Don’t get me wrong–my faith was not the secret. My ordination was the secret. My Christianity is something I wear on my sleeve–literally, with a big Celtic cross tattooed on my right forearm. Somehow, he had missed it. Religion isn’t something we talk about with clients much unless they bring it up. And his only mention of religion in the past eighteen months has been negative.

My client is Native American, so his experience of Christianity has been in the context of the doctrine of Manifest Destiny, which pushed his people out of their homelands and into reservations. His only experience of my religion has been when white Christians ripped Indigenous children from their families, put them into boarding schools, and tried to “civilize” them. No, he doesn’t think much of Christians.

“Yes, that’s true,” I told him. “I am a pastor. I just don’t tell my clients that, because from the moment they hear I’m a pastor, they’ll judge me, for good or for bad. The ones who are Christians will try to make me their pastor, and I’m not their pastor–I’m their case manager. The ones who don’t like Christians will judge me negatively for it.”
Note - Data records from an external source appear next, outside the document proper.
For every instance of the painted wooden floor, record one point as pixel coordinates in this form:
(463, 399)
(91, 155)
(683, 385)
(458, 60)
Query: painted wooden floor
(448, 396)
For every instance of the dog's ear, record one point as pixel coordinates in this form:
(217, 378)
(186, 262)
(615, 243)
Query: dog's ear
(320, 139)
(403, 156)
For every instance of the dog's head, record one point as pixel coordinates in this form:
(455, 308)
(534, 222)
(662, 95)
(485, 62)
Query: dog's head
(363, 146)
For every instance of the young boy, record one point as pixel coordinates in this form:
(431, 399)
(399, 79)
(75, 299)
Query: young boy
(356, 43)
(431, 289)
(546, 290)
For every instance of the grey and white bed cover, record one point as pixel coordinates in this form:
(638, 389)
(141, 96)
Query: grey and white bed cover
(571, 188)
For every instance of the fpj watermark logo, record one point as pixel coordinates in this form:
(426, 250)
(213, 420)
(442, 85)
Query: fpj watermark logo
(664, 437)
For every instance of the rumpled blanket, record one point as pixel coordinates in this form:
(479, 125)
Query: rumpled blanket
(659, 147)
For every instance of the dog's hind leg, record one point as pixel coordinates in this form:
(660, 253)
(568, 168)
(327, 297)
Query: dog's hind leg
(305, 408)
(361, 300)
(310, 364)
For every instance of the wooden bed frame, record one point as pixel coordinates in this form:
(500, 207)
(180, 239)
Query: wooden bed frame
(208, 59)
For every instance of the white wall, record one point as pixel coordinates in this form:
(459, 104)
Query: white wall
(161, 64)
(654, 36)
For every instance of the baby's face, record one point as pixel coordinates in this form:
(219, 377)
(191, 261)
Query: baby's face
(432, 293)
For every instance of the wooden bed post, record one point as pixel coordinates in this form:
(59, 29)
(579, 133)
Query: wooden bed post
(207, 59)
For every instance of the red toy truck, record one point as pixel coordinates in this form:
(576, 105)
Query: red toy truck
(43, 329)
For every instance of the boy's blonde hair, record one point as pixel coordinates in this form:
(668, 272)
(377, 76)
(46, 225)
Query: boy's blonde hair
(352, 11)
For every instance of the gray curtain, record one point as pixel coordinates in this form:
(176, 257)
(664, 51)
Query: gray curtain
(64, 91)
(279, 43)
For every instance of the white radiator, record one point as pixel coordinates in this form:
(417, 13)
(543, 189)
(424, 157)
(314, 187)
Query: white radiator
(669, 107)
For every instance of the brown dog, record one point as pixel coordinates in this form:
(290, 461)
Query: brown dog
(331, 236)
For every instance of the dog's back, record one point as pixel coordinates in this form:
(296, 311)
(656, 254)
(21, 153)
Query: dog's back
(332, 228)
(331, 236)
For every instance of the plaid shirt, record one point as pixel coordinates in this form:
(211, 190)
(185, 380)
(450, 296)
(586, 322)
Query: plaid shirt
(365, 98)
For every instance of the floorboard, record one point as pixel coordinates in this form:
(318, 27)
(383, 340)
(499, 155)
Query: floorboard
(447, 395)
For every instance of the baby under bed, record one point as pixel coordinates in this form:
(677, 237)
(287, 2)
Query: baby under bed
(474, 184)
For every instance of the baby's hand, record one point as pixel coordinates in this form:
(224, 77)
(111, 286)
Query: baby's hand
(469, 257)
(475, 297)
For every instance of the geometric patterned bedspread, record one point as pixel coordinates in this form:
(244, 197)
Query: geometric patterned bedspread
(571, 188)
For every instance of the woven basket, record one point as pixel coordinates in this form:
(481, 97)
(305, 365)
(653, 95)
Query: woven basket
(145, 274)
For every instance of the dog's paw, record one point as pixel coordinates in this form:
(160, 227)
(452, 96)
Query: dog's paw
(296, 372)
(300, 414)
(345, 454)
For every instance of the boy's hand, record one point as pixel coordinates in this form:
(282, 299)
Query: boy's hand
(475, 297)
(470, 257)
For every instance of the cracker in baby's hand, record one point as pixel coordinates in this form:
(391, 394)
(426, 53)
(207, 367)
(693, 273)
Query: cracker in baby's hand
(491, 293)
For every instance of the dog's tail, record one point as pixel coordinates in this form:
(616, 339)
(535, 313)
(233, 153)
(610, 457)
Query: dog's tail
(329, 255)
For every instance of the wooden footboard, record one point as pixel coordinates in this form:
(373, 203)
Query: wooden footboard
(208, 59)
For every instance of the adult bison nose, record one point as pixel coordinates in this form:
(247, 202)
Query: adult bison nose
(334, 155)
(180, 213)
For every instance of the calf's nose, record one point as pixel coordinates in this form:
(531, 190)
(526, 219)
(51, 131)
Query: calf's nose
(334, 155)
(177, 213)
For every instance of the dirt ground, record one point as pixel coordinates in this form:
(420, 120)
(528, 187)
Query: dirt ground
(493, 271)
So, while I wear my cross on my arm, and try to live the love of Jesus, I don’t go around advertising my ordination.

Then, my client said, “There was a time when I would have judged you, if I’d known it. Because most Christians are judgmental assholes. But you’ve been with me through good times and through tough times, and I know that you’re not THAT kind of Christian.”

We talked for a while about that. I apologized for the behavior of “my people,” and by that, I meant white Christians. I explained that I try not to follow the examples of those who oppressed his people, but that I try to follow Jesus, instead. I told him that I try not to get caught up in judgement, but instead try to live in love. By the end of the conversation, he said, “Man–you’re all right!”

Client relationship saved!

But as I reflect on that conversation, it breaks my heart that so many believers these days find themselves having to say, “I’m not THAT kind of Christian.”  Because the name of our religion has become synonymous with bigotry, oppression, religious legalism, and judgment. One reason that Christianity has declined so much over the past few decades is because we’ve used the Bible as a weapon against those we dislike–and the world is catching on.

Rather than getting discouraged, I’m hopeful. If I was able to save this relationship with my client simply by living the love of Jesus and proving his prejudices against Christians wrong in my case–I can do the same with others. And if I can do that, you can, too. We can turn the tide and show the world that we’re not THAT kind of Christian.

Because isn’t a Christian supposed to act–you know–like Jesus?